Conversion of Furfuryl Alcohol to Levulinic Acid in Aqueous Solution Catalyzed by Shell Thickness-Controlled Arenesulfonic Acid-Functionalized Ethyl-Bridged Organosilica Hollow Nanospheres

A series of arenesulfonic acid functionalized ethyl-bridged organosilica hollow nanospheres, ArSO3H-Et-HNS, with different shell thicknesses (2-6 nm) were successfully fabricated by P123 and/or F127-directed sol-gel cocondensation route and carefully controlled molar composition of the starting materials in the synthetic gel. The ArSO3H-Et-HNS were applied in the synthesis of levulinic acid (LA) from the hydrolysis of furfuryl alcohol (FAL), and the influence of experimental parameters including solvent nature, volume ratio of FAL-to-solvent-to-water, shell thickness of hollow nanospheres, and reaction temperature were considered.

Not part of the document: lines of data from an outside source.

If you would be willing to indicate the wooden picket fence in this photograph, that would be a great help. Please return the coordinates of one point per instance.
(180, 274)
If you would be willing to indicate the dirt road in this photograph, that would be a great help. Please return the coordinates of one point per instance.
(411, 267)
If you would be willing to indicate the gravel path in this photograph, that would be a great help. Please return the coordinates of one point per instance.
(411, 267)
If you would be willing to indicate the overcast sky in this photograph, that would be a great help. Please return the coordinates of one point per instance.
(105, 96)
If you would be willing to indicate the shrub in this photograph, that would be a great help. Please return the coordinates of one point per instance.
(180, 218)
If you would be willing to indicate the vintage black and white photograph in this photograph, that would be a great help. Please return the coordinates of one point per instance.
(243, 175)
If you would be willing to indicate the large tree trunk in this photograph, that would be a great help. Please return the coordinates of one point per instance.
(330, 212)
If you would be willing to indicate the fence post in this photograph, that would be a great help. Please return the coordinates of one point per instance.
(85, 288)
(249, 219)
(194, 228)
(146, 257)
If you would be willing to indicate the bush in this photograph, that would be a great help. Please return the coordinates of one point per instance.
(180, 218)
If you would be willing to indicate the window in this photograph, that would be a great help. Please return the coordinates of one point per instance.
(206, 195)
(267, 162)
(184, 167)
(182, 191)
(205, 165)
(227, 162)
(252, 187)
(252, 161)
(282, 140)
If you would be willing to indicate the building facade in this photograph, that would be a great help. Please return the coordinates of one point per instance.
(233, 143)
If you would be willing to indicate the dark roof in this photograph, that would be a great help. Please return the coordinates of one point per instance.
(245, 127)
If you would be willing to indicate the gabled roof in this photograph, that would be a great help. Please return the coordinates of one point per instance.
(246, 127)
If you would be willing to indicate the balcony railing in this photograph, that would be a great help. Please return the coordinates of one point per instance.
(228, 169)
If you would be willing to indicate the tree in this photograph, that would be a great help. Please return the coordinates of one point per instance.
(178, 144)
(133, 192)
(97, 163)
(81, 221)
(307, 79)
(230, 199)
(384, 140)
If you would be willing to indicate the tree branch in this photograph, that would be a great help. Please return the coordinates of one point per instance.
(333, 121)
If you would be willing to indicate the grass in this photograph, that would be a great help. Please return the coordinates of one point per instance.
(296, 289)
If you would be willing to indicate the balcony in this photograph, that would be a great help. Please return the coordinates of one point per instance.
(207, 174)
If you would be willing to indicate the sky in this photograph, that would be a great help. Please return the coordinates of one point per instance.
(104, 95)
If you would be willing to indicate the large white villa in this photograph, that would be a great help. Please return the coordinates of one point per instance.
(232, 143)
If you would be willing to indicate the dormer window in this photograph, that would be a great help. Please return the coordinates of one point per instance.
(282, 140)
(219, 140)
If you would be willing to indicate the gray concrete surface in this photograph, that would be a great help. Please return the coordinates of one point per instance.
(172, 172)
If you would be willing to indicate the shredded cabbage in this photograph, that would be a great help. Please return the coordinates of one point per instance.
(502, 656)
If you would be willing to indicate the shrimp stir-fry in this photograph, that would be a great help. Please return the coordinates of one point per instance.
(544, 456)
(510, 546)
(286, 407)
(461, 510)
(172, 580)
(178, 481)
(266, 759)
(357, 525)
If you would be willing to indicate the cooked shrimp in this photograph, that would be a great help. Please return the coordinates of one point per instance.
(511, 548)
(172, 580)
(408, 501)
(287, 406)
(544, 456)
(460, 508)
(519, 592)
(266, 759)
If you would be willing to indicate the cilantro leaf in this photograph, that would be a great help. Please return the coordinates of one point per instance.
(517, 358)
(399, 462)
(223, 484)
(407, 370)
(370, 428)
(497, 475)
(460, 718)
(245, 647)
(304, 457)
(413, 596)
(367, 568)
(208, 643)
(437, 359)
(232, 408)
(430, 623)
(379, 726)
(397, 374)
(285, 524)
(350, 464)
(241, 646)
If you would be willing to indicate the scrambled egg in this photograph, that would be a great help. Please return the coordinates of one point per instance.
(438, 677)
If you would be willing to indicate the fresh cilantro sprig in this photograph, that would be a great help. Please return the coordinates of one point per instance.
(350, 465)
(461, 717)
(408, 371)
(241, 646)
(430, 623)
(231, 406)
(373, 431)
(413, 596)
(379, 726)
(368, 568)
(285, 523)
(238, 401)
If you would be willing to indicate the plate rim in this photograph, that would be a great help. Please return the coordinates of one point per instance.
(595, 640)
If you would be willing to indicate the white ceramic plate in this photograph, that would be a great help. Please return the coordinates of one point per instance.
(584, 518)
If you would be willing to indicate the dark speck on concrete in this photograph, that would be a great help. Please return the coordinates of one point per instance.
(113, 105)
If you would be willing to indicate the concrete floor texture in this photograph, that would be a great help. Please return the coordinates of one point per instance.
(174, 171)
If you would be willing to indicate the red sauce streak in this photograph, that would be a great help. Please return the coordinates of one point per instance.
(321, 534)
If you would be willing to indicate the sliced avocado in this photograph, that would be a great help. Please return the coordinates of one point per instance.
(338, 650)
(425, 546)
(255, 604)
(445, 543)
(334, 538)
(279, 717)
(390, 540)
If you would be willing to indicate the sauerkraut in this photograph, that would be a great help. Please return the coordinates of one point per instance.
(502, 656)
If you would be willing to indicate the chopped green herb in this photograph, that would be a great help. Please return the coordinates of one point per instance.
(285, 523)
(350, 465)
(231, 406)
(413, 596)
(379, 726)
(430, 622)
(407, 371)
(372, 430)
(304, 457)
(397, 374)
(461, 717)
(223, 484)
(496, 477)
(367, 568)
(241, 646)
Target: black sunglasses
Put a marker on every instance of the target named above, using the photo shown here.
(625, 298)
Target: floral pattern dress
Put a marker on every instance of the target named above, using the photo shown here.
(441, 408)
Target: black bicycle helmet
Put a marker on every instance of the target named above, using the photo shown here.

The hydrolysis activity of the ArSO3H-Et-HNS outperformed commercially available HY-zeolite, Amberlyst-15, and p-toluenesulfonic acid, regardless of the shell thickness of the hollow nanospheres; additionally, P123-directed ArSO3H-Et-HNS with the thinnest shell (2 nm) and the largest BET surface area (529 m(2) g(-1)) exhibited the highest hydrolysis activity among various ArSO3H-Et-HNS nanohybrids, and under the conditions of 0.72 mol L-1 FAL in 4:1 acetone-H2O, 3 wt % catalyst, and 120 degrees C, the yield of LA reached 83.1% after the reaction proceeded for 120 min. The excellent hydrolysis activity of the ArSO3H-Et-HNS was explained in terms of the strong Bronsted acid nature and unique hollow spherical nanostructures with opening shell and hydrophobic surface. Based on the catalytic test results and the identified intermediates, the reaction mechanism of the ArSO3H-Et-HNS-catalyzed hydrolysis of FAL to LA was tentatively revealed. Finally, the reusability of the ArSO3H-Et-HNS was studied through three consecutive catalytic cycles.